Skye hizo una elegante reverencia.

– ¿La dama de Argel?

– Sí, Majestad -contestó Skye, con los ojos bajos.

– Creo que vuestro esposo era mercader allí, y muy importante.

– Sí, Majestad -admitió Skye, y levantó la vista para mirar directamente a la reina.

– ¿Vos y sir Robert sois socios? ¿Un poco extraño en una mujer, no os parece?

– Tanto como ser reina por su propio derecho, Majestad. Pero nunca he pensado que ser mujer significara que una debía ser estúpida. Ciertamente, Su Majestad prueba que eso no es cierto. -Los ojos azules mantuvieron la mirada dura de los ojos negros de la reina.

Isabel Tudor fijó su mirada en Skye, para estudiarla. Después, rió.

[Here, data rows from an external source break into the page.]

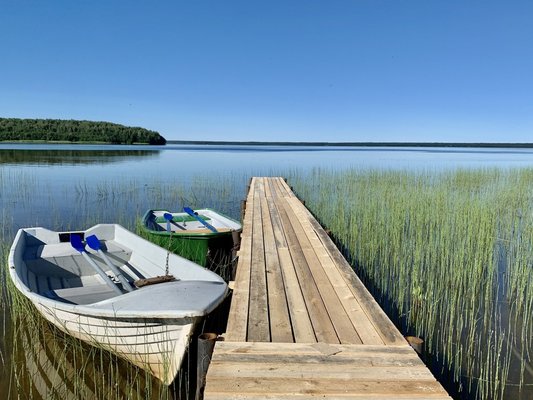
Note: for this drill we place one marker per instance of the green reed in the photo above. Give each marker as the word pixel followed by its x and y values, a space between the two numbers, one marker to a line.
pixel 448 255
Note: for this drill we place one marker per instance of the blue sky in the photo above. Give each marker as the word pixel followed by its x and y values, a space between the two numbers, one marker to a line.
pixel 306 70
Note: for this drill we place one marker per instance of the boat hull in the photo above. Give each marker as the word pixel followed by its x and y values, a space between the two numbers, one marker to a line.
pixel 201 246
pixel 157 345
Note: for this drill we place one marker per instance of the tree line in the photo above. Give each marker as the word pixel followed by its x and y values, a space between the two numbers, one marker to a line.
pixel 16 129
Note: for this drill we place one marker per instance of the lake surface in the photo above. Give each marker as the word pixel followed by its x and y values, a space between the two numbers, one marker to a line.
pixel 65 187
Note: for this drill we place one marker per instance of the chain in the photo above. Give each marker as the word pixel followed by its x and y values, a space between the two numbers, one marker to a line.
pixel 168 252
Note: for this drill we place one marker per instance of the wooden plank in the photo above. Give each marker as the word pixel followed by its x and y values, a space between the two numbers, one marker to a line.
pixel 366 331
pixel 280 187
pixel 280 324
pixel 282 386
pixel 384 326
pixel 323 371
pixel 224 348
pixel 285 187
pixel 287 370
pixel 322 325
pixel 301 324
pixel 342 324
pixel 258 319
pixel 237 326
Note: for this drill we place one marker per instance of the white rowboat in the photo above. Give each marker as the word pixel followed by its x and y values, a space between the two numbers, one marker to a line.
pixel 149 326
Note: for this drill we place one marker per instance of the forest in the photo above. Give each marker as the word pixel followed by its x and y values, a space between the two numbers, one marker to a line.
pixel 55 130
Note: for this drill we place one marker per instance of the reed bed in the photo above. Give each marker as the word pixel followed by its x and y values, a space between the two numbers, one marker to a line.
pixel 448 255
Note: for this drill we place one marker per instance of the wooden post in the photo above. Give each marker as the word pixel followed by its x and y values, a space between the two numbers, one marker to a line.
pixel 206 343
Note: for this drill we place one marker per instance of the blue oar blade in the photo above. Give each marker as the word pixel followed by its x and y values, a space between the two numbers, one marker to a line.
pixel 168 217
pixel 194 214
pixel 93 242
pixel 76 242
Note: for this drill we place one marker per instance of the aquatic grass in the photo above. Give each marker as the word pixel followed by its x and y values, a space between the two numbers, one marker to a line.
pixel 448 255
pixel 33 351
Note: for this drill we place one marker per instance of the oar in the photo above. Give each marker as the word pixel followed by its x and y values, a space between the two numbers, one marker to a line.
pixel 75 241
pixel 168 217
pixel 193 214
pixel 94 243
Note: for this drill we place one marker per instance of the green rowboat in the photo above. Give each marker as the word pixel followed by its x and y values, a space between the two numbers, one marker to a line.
pixel 208 243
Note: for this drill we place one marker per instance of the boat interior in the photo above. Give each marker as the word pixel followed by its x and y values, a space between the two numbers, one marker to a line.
pixel 184 223
pixel 60 272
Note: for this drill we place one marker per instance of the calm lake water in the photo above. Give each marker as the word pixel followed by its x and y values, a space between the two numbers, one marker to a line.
pixel 65 187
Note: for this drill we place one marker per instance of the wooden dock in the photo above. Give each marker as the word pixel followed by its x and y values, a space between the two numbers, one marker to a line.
pixel 301 323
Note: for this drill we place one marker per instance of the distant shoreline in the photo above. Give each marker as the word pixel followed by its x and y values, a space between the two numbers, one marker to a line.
pixel 356 144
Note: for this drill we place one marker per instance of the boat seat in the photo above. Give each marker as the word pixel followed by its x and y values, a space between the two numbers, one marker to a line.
pixel 82 294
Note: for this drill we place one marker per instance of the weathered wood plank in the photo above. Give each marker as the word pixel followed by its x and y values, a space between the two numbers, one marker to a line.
pixel 322 325
pixel 258 321
pixel 342 324
pixel 280 323
pixel 384 326
pixel 366 331
pixel 290 271
pixel 282 386
pixel 323 371
pixel 237 326
pixel 300 321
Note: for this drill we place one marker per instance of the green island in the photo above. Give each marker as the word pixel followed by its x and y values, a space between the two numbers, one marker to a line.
pixel 74 131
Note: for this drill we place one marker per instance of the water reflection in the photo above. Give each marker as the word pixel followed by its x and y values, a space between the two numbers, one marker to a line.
pixel 53 365
pixel 71 157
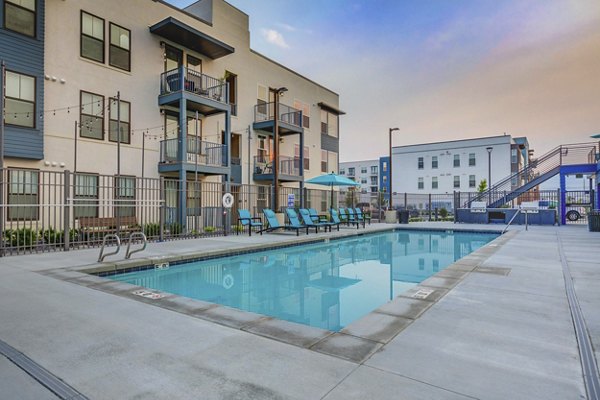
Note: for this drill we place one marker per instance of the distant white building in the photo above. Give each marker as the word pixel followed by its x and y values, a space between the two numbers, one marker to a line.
pixel 458 165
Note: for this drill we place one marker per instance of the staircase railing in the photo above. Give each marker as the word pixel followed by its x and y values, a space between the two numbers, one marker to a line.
pixel 546 165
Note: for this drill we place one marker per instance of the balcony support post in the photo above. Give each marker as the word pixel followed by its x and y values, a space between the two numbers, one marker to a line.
pixel 182 158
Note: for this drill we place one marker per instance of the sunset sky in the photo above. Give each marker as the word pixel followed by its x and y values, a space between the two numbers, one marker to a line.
pixel 442 70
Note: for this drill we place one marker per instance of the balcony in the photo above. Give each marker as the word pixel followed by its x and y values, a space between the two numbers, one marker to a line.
pixel 289 169
pixel 209 158
pixel 203 93
pixel 290 119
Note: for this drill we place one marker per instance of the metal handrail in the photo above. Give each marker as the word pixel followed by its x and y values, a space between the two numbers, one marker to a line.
pixel 511 220
pixel 129 252
pixel 102 256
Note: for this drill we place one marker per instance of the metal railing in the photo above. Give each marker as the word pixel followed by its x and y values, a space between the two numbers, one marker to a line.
pixel 287 114
pixel 198 151
pixel 194 82
pixel 287 165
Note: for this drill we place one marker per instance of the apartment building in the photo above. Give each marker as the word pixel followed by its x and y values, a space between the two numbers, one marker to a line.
pixel 142 88
pixel 458 165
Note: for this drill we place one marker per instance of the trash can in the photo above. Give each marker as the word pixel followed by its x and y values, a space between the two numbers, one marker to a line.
pixel 403 216
pixel 594 221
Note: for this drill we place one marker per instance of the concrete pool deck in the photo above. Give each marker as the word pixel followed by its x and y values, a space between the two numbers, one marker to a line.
pixel 502 331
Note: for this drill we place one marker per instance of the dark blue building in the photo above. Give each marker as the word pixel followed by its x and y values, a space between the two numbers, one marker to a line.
pixel 22 50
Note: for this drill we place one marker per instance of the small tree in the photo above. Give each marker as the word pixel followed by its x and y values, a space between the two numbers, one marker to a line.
pixel 482 186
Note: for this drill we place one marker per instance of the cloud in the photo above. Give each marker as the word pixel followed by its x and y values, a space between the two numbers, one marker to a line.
pixel 274 37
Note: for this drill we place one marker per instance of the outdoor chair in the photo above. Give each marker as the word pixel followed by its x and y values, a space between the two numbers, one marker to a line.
pixel 246 220
pixel 295 221
pixel 273 224
pixel 362 215
pixel 308 221
pixel 355 217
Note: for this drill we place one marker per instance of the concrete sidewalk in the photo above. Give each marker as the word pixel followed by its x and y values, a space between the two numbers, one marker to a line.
pixel 504 331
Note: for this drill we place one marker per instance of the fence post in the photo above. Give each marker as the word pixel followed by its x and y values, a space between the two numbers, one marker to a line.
pixel 161 209
pixel 67 210
pixel 429 207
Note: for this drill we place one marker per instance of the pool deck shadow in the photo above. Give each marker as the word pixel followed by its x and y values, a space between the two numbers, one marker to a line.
pixel 433 341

– Deseáis mi aval, lo sé -dijo-. Hablaremos de eso muy pronto. -Luego, se volvió hacia el conde y le dijo-: Me arden los pies de tanto esperar, milord. ¿Bailamos?

Finalizada la audiencia, Skye hizo otra reverencia y se alejó cogida del brazo de sus dos galanes, con las faldas un poco levantadas.

– Dios mío -dijo De Grenville, con admiración-. Le habéis gustado a la reina. Y las mujeres no suelen gustarle, Skye. ¿Qué es eso de un aval?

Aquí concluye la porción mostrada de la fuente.